The key to the aluminum air’s high energy density is its construction. Unlike a traditional battery in which two different metals are used to form the battery’s cathode and anode, aluminum air batteries — like lithium air batteries — use oxygen from the air we breathe to form the battery’s cathode.

Free oxygen molecules pass from the air outside the battery into the battery casing, passing through the H2O electrolyte — that’s water to you and us – and reacting with the aluminium to produce aluminum hydroxide and a healthy electrical current.

So far so good, but the aluminum air batteries have one major design flaw: they’re not rechargeable.

That’s not a problem says Phinergy and Alcoa. Because the aluminum air battery is so much lighter than traditional battery designs thanks to its use of lightweight aluminum and the air we breathe, it can be built into existing electric cars to function as a range-extender.
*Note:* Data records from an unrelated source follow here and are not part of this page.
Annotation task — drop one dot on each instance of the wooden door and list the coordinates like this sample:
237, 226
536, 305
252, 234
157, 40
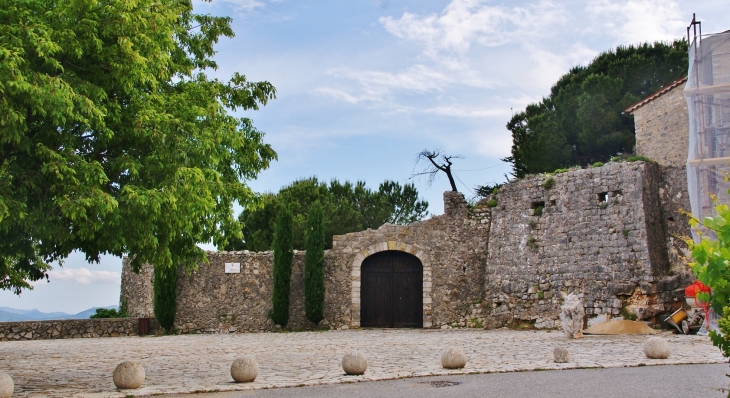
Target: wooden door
391, 291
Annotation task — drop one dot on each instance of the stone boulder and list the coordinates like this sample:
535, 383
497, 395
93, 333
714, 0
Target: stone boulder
354, 363
244, 370
571, 317
453, 358
6, 385
561, 355
128, 375
656, 348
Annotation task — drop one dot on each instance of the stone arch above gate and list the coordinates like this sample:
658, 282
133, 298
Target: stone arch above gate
414, 250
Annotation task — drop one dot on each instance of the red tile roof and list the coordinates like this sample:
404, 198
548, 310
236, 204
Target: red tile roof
655, 95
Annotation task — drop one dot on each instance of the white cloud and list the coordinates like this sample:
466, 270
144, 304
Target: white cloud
239, 6
84, 276
637, 21
464, 23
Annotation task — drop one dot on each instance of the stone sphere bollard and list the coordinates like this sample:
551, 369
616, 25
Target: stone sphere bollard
6, 385
128, 375
656, 348
453, 358
244, 370
354, 363
561, 355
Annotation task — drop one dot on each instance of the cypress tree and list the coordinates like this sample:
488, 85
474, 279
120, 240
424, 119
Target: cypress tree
314, 264
283, 254
165, 289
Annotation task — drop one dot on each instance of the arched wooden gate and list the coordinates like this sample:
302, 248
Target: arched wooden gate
391, 292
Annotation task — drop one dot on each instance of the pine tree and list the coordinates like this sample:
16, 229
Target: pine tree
314, 264
283, 254
165, 305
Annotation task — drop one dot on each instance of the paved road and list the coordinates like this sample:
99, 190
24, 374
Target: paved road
193, 363
681, 381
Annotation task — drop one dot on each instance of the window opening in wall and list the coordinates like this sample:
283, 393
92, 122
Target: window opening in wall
537, 208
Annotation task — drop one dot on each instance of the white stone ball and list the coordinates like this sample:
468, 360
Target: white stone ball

With a shelf life of 30 years — far better than previous generation aluminum air batteries which would slowly degrade over time — aluminum air batteries will only be used to power an electric car when its on-board lithium-ion battery pack has run flat.

Instead of relying on a gasoline range-extender then, future electric cars could feature a small, non-rechargeable aluminum air battery for range-extending capabilities in an emergency. Modular in its design, Phinergy’s aluminum air battery is made up of 50 aluminum plates good for around 20 miles of range each, which can easily be exchanged at a service centre for fresh ones. Replenishing the electrolyte is as simple as flushing out the old electrolyte with a hose and refilling the battery with fresh water.

The Phinergy Alcoa car generated a lot of interest.

The Phinergy Alcoa car generated a lot of interest.

For now, aluminum air technology is still at the test phase, but the engineers behind the joint Phinergy Alcoa project say that commercial batteries for use in electric vehicles could be ready for mass production in just a few years.

And with Tesla Motors [NASDAQ:TSLA] already known to have filed a patent for a hybrid battery pack made up of a traditional lithium-ion battery married with a range-extending metal-air battery pack, we think this interesting technology has a very bright future.

Would you prefer a non-rechargeable metal-air range-extending battery for your electric car over a gasoline or hydrogen range-extender? What would you pay for the privilege? Or do you think that our primary concern should be devising ways of improving rechargeable electric car battery packs with massive ranges?